Tim and I were headed out of town and we had 2 objectives:
- Successfully harvest enough predators to win our club hunt.
- Finally meet Ed(Prariewolf) as we haven't had the chance since he started supplying us calls.

After a quick phone call to Ed the week prior to the trip he pointed out a couple areas where he has found Grey Fox in the past. After looking at Google Earth I let him know I found a spot that should hold Coyotes and that we would start there and meet up late morning Saturday at camp. We hoped to bag a Coyote or two and then try for Fox.

After driving over 120 miles we finally hit the dirt road near our destination. We cautiously braved a 1/4 mile wide water crossing in the dark and then started looking for a place to setup. A small 2 track broke off the main dirt road and as we climbed the hill we found ourselves on top of the mesa between ravines. We parked the 4Runner and walked just until it was out of sight. As we walked in the twilight a large group of Coyotes sounded off about a mile away, followed by multiple single Coyotes in various areas around us. Tim would be calling this first set so he setup with the wind in his face as I watched our backside. He started the set off with rabbit distress which was soon followed by some bird distress. After 10 minutes of that he let out 2 lonely sounding female howls and then went silent. A minute or two after the howls I heard Tim lip squeak letting me know he saw something. I saw the Coyote standing 200 yards away on my far right. I started to move my sticks over and just before I got them positioned Tim sent a round at the Coyote. Clean miss! Seeing the Coyote turn to the right I knew I had 1 chance at a running shot. I plopped my sticks down and got in the scope which was still on 3 power. I saw the Coyote clear the last bush and right before it disappeared forever I sent a 20 grain V-Max and heard the familiar hollow "WHOMP" of a lung hit! I watched for movement and didn't see a Coyote running anywhere. Tim did Coyote distress hoping to pull in a male but it didn't appear she was paired up yet. As we made our way down range we were pleasantly surprised to see her laying just out of sight piled up. That 17 Hornet layed her out hard!

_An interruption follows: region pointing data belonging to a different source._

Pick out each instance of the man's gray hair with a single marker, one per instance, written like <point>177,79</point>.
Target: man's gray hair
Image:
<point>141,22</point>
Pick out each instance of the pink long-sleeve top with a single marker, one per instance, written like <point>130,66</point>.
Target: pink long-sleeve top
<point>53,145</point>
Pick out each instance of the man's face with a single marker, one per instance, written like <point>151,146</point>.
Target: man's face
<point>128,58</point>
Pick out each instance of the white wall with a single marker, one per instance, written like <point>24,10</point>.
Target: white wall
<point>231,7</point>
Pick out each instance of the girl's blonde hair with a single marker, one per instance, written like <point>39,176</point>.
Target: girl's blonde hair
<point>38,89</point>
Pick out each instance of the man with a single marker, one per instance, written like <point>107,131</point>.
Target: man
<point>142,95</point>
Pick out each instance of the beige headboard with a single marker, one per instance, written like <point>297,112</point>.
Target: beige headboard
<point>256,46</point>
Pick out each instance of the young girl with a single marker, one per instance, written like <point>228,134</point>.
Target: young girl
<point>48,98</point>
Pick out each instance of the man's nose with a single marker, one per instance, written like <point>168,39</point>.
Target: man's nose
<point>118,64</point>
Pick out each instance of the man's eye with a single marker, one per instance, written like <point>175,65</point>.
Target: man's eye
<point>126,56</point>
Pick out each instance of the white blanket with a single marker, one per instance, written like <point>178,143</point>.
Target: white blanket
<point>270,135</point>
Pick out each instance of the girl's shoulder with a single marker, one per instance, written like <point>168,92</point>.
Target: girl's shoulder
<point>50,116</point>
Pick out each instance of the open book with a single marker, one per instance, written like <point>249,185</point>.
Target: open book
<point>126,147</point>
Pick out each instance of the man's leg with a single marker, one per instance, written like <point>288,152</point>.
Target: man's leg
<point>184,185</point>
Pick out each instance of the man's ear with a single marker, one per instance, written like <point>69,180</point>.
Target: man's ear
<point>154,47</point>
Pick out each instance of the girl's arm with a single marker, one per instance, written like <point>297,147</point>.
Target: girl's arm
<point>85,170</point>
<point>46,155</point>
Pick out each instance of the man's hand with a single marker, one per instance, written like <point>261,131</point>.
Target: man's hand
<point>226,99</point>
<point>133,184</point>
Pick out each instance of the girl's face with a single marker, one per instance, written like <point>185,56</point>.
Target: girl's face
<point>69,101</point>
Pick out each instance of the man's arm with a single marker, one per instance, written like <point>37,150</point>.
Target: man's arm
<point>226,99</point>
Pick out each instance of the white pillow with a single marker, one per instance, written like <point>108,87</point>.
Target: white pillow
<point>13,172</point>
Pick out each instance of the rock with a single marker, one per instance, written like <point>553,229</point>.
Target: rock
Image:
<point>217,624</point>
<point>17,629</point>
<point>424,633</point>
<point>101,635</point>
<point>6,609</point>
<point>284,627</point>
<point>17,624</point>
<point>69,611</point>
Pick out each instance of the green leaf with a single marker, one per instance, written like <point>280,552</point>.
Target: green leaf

We made our second stand of the morning just a half mile away and little did we know we would be learning a valuable lesson the hard way. We got setup overlooking a vast Valley. Tim watched downwind as I called into the wind watching the foothills. I did a similar series like Tim since it worked perfectly on our first stand. About 15 minutes in I called it off and we made our way back up to the truck. We hadn't heard or seen a thing. As soon as we get to the truck 2 Coyotes howl towards the bottom of the valley on the far side. I snuck over the edge hoping to get a glimpse. As soon as I sat down a different pair started howling just 100-200 yards where I originally was sitting! I turned that way and let out 2 howls and immediately 2 Coyotes popped over the ridge and started making their way to me circling downwind. I never saw them again. Had we waited another 5 minutes on stand those Coyotes would've been directly down the barrel of my gun where I setup originally. Hard lesson to learn!

A couple more dry stands and we called Ed to meet up with him. After talking for a while and setting up our tent we headed out with Ed to his Fox area. Long story short is we made 7 stands that afternoon and never saw a single critter! Once we were back at camp we learned that Ed had called in a double. You just never know until you call the stand!

The next morning we set out to try to get back in the thick of the Coyotes habitat as we were seeing the most sign ever. Every single creek was layered with Coyote prints and even quite a bit of Bobcat sign as well. This morning we moved into the area of the large group of Coyotes we heard the previous day. As we setup the pack lit up the air with howls and yips only 200 yards away. That was followed by a different large pack about a mile away answering them. I let out a single high pitched howl and they fell silent. Only a minute later a gun shot rang off a few hundred yards straight in front of me! Side note: the Javelina H.A.M. Hunt is going on here....
I waited a few minutes and then let out a howl again. This time I got 2 seperate Coyotes that howled back once. They were still very close. I saw a Coyotes head flash through the thick brush to my left but didn't see it again. I did 2 more howls and some Coyote distress and no Coyotes showed.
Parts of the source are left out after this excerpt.